Congresswoman Rosa L. DeLauro (CT-3), Ranking Member on the Labor, Education, Health, and Human Services Appropriations Subcommittee, made the following opening statement today at the Hearing on improper payments.
As Prepared for Delivery
Thank you, Mr. Chairman. And thank you to today's panelists for coming to testify before us this morning.
Everyone in this room agrees that our government should be as efficient as possible. I know that the Administration has made improving program integrity and reducing improper payments a high priority. And, over the past years, we have focused on these issues here at the subcommittee as well.
This administration has moved aggressively in this area -- with a vigorous effort to ferret out waste, fraud and abuse.
The president has signed an executive order 13520 to this effect. It will requires that improper payments be reduced by intensifying efforts to eliminate payment errors, waste, fraud, and abuse in the major programs that are administered by the Federal Government, while continuing to ensure that Federal programs serve and provide access to their intended beneficiaries.
To help implement it, this Congress included $37.5 million in the 2010 Consolidated Appropriations Act. The funds also establish a Partnership Fund for Program Integrity Innovation --helping States create pilot projects to reduce improper payments without reducing participation among eligible populations. Every project must save at least as much as it costs.
For the first time, we dedicated discretionary funds to fight waste, fraud and abuse.
The Subcommittee has focused on this and the bill reported out by the Labor-HHS Subcommittee last year included three major program integrity initiatives totaling $1.4 billion -- an 89 percent increase above the level two years earlier -- in the areas of health care, Social Security and Unemployment Insurance.
That bill also took specific steps to respond to reports by the Government Accounting Office concerning possible fraud in some discretionary programs at the Department of Health and Human Services' Administration on Children and Families.
The bill responded with $7.5 million for the Inspector General to conduct comprehensive audits in those areas, funds to the program offices for better monitoring of grantees, and a requirement that the Secretary report quickly concerning the steps she was taking to address the GAO's concerns.
I hope that our subcommittee will continue this commitment to taking concrete steps that will actually improve program integrity.

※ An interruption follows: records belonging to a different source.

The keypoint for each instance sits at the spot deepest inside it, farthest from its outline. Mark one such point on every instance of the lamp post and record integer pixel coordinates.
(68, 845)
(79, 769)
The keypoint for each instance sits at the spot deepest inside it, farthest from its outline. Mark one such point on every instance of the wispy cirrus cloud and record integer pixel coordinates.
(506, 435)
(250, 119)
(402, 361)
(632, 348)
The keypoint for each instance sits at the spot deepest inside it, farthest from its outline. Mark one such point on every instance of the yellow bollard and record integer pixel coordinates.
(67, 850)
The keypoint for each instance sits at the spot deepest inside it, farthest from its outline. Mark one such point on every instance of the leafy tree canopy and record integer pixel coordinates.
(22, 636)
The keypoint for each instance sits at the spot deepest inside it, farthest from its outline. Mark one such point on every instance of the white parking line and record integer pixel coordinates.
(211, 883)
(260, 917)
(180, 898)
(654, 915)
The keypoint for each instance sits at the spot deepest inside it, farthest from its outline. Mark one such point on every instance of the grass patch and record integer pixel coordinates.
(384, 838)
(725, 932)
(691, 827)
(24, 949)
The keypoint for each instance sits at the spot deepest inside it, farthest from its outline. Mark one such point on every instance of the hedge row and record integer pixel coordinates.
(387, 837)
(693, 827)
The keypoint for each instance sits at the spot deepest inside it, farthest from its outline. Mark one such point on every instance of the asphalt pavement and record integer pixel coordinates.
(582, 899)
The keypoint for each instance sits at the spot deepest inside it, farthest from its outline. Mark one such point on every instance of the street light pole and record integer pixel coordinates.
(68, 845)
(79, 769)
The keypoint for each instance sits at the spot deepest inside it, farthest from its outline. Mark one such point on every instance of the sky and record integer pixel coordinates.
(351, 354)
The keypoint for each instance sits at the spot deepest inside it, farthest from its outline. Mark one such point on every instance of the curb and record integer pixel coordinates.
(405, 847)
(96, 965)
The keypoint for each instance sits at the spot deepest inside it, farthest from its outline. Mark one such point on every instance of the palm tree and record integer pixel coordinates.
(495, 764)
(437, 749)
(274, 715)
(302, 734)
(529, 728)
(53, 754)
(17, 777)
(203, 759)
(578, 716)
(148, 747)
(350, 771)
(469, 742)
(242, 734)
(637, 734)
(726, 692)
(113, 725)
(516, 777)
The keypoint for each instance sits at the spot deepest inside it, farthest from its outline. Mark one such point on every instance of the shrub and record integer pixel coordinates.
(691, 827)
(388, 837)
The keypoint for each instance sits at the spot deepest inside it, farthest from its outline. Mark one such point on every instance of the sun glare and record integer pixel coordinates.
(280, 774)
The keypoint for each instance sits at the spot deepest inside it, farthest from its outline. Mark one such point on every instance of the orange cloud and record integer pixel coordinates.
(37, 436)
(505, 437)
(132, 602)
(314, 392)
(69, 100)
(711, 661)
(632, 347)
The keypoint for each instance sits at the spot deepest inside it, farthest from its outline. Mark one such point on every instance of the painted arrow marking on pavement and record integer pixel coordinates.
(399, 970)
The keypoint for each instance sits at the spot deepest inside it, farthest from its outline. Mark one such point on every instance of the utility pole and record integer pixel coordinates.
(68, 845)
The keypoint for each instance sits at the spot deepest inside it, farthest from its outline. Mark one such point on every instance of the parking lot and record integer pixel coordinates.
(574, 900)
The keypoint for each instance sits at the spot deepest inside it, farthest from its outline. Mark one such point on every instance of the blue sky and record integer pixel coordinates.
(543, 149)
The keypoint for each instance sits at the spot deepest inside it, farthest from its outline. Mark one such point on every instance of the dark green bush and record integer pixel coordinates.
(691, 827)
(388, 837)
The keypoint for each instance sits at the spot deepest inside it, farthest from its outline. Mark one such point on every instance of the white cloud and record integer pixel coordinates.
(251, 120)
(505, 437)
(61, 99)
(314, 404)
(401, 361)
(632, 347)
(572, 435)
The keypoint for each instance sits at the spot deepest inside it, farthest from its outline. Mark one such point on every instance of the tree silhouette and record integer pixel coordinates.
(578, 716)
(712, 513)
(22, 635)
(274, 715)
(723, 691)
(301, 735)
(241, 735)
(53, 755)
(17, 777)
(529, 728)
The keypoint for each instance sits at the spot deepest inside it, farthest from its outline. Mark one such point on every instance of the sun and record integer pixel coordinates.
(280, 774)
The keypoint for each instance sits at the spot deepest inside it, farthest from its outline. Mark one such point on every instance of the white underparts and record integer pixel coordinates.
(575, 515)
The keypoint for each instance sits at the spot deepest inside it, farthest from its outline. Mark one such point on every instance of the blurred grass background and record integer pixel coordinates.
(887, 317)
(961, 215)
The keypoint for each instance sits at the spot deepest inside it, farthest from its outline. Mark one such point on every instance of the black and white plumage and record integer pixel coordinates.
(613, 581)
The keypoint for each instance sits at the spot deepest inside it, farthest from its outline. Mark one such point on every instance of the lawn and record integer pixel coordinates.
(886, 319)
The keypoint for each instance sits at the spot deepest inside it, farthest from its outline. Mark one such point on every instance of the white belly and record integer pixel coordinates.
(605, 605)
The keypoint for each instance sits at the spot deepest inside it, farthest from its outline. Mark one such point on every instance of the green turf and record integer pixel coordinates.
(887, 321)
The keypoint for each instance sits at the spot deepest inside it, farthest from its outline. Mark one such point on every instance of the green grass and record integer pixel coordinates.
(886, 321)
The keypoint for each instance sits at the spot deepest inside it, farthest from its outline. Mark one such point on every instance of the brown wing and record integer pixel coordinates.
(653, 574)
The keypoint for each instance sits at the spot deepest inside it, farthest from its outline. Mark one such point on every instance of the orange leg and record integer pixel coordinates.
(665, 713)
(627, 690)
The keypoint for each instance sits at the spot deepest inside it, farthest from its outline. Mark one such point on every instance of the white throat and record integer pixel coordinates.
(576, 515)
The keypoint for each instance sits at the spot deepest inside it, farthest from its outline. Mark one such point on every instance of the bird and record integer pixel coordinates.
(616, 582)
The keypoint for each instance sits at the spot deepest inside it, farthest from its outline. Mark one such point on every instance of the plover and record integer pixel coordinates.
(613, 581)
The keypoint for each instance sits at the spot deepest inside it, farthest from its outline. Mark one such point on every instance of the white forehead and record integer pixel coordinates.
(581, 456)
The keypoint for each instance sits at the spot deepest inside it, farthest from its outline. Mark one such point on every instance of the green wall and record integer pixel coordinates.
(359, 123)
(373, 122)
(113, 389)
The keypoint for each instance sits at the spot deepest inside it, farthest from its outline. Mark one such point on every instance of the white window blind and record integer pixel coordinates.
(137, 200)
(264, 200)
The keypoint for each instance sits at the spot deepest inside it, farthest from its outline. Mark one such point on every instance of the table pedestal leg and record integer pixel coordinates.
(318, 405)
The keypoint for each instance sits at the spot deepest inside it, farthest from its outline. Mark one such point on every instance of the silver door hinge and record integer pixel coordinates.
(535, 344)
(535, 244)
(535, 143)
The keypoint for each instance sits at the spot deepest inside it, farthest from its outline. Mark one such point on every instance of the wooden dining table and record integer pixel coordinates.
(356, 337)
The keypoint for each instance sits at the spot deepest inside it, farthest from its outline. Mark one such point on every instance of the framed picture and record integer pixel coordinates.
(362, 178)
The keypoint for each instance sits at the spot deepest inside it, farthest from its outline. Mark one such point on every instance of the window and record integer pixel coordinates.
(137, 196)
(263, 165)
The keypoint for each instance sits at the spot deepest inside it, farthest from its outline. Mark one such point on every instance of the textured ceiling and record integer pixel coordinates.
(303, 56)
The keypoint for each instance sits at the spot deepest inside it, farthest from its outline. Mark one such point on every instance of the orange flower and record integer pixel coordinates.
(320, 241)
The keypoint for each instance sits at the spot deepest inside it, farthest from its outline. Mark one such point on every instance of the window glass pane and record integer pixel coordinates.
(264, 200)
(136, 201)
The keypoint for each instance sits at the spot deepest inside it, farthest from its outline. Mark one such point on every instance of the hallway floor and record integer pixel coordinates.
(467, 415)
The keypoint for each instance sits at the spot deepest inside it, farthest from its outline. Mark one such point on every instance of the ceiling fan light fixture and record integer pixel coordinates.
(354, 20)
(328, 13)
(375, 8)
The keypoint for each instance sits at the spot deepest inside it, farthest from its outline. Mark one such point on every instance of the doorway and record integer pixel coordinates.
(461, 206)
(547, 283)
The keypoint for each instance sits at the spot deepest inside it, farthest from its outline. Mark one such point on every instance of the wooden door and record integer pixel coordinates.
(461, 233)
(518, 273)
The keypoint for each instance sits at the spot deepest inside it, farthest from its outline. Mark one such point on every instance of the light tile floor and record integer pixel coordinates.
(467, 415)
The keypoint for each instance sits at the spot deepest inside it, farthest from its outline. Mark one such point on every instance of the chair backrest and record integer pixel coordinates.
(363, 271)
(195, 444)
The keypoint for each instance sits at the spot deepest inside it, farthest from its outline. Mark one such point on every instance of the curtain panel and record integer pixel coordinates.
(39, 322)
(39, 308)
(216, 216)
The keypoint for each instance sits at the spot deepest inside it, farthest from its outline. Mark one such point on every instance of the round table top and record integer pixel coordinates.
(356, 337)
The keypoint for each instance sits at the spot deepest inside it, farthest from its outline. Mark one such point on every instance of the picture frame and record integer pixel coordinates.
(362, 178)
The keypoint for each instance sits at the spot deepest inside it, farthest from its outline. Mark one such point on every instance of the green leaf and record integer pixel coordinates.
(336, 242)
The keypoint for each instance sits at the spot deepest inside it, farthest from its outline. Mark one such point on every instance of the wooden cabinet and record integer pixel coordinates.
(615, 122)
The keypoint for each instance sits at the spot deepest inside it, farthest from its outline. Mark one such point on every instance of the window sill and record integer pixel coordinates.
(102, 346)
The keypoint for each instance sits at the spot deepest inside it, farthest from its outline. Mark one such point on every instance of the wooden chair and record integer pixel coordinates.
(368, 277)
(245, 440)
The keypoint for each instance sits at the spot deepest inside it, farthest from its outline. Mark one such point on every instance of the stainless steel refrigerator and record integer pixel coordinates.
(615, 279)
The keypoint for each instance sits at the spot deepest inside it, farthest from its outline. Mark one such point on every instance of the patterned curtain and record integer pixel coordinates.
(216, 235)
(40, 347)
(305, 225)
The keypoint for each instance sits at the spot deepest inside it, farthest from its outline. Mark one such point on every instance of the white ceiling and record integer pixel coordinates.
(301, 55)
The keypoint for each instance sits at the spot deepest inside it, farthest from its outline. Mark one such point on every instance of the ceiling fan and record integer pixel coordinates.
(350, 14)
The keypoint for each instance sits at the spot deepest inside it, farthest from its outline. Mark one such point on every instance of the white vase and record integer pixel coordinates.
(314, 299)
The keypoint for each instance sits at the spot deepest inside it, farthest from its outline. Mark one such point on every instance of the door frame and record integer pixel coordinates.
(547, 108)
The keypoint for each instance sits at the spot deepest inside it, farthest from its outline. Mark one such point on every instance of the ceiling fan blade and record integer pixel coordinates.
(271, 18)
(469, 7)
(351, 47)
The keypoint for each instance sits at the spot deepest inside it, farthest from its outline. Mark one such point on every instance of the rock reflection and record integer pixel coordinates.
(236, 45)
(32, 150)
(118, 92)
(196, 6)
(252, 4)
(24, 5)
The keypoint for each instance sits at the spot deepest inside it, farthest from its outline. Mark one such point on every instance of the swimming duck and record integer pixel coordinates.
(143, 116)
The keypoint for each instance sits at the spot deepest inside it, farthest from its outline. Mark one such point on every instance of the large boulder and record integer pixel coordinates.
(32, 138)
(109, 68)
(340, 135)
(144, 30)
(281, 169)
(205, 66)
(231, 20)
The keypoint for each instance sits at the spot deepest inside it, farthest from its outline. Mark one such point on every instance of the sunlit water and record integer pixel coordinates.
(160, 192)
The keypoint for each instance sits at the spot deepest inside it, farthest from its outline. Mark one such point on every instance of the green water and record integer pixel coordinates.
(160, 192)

Unfortunately, right now this Congress seems to be going in a different direction. We are going to hear today about problems of improper payments in Medicare. Yet, even as the number of Medicare beneficiaries is rising, H.R. 1, the majority's appropriations bill that passed the House last month, cuts appropriations for Medicare and Medicaid operations by $458 million, or 13 percent below last year.
A reckless cut, in my view, that will stop any progress on reducing fraud and improving payment accuracy dead in its tracks. The Center for Medicare Services will have a hard enough time just paying bills on time for services to Medicare patients by doctors and hospitals. Under the majority's budget, they will have very little chance to actually pay attention to and review what it is they are paying.
Similarly, as a result of increased need during the recession, Social Security has a large backlog of claims for disability benefits. Families are waiting for resources they both need and deserve.
But this resolution cuts funding for the Social Security Administration by over a billion below the president's request. That means less staff, probably furloughs, even bigger backlogs, and less chance to detect fraud and improve accuracy.
In the end, denunciations of waste and fraud are not enough. Adding more rules is not enough. Addressing problems of improper payments requires careful attention from skilled people who can scrutinize claims to look for troubling patterns and make sure systems are working correctly. You cannot furlough workers and reduce the size of the workforce and expect to get better results in program integrity.
We also should not be focused just on social insurance programs. There may be a tendency to concentrate on Social Security, Medicare, and UI because they are large and therefore produce dramatic numbers, and because techniques are available for measuring payment accuracy rates. But we also need to be looking at other places where waste and inefficiency abounds -- like federal contracting. We also ought to take a look at defense contracting as well.
Spending on contractors increased at an average rate of 12 percent per year between 2000 and 2008. And yet many agencies seemed to have little idea how many contract personnel were actually working for them, or what they were all doing. The Administration and the last Congress had been working to get a handle on those expenses, and bring some rationality to the process. I hope those efforts will continue.
We also need to look at our tax system, and the billions of dollars in tax revenues that are being lost through tax avoidance schemes and poor enforcement. For example, companies that set up accounts overseas to limit lax liabilities to the U.S.
In everything we do, we should not just be looking at the little guy, but also at large corporations and wealthy individuals who are gaming the system. No one should be allowed to commit fraud, and no one should be getting more than they are supposed to. But, in a time of limited resources, good business sense argues for concentrating our efforts where the biggest possible savings might be achieved.
Thank you, and I look forward to today's testimony.